Quem são os envolvidos
- André Fernandes: deputado federal e presidente do PL Ceará, articulou a aproximação com o PSDB e defende o pai como candidato ao Senado.
- Ciro Gomes: ex-ministro, pré-candidato do PSDB ao governo do Ceará, com apoio do PL.
- Eduardo Girão: senador, agora vice na chapa de Zema.
- Alcides Fernandes: deputado estadual, pai de André, lançado ao Senado.
- Priscila Costa: vereadora, pré-candidata ao Senado apoiada por Michelle.
Reações e desdobramentos
A fala de Michelle gerou reação imediata dos filhos de Jair Bolsonaro. Flávio afirmou que ela “atropelou” o ex-presidente; Carlos e Jair Renan endossaram a crítica; Eduardo disse que André foi “injustamente exposto”. No Ceará, lideranças do PL defenderam o apoio a Ciro. Alcides Fernandes afirmou que Ciro era a melhor opção da oposição; a deputada Dra. Silvana classificou a fala de Michelle como um “ataque” a André.

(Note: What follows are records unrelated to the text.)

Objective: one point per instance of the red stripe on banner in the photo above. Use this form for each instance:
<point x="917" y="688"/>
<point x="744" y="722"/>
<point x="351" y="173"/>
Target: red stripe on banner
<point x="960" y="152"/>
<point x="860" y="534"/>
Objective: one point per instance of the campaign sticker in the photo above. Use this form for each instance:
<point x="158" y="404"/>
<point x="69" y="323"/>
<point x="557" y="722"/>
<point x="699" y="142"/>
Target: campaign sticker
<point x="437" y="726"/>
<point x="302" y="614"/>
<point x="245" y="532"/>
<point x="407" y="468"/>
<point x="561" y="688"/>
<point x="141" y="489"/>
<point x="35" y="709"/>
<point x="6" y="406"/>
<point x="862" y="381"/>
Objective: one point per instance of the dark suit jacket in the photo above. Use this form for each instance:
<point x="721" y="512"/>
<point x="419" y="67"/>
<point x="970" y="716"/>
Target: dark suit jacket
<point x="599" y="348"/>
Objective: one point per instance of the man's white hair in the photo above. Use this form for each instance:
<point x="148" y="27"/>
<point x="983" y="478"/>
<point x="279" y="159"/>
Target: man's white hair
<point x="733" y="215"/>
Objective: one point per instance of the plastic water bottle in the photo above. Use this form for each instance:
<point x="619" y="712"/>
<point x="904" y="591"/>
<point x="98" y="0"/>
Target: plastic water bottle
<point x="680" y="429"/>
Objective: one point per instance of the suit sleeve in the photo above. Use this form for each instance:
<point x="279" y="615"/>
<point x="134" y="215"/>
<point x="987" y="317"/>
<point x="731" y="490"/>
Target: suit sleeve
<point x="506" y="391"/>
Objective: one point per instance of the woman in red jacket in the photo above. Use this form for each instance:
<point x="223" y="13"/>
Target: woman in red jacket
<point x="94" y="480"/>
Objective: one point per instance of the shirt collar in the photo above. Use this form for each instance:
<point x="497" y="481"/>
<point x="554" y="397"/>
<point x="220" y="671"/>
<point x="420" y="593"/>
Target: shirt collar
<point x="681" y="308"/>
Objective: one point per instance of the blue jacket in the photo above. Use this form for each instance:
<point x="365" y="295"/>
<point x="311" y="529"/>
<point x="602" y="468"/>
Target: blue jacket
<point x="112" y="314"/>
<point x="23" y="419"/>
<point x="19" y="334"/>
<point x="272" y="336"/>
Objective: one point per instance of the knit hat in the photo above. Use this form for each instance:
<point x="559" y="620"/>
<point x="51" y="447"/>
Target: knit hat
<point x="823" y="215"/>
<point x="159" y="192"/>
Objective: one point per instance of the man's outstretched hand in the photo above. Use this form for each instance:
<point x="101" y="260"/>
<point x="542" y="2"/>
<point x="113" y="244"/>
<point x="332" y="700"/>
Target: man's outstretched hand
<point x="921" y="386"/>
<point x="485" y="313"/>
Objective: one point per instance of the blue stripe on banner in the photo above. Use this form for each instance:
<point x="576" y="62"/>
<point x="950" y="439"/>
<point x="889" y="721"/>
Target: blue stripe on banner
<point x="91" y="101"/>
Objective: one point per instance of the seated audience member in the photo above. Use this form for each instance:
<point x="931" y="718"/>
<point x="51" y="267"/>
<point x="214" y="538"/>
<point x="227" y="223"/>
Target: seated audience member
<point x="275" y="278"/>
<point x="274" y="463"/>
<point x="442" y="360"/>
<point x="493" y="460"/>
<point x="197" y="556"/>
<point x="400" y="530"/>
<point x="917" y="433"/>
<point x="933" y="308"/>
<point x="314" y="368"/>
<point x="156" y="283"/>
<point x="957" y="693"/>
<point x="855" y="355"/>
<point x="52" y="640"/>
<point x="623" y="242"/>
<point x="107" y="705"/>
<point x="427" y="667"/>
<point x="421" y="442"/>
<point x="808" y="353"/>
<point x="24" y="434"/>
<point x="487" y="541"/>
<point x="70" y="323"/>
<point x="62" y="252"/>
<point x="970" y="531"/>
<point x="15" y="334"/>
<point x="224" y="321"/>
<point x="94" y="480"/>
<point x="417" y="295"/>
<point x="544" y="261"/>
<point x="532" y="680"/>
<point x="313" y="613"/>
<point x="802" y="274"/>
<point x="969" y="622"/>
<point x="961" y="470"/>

Após a polêmica, o PL suspendeu as conversas com o PSDB em dezembro de 2025, mas em maio de 2026 oficializou o apoio a Ciro. Pesquisa Quaest de abril indicava Ciro com 41%, Elmano com 32% e Girão com 4%. No lançamento, Ciro afirmou que sua chapa teria dois candidatos ao Senado: Capitão Wagner e Alcides Fernandes.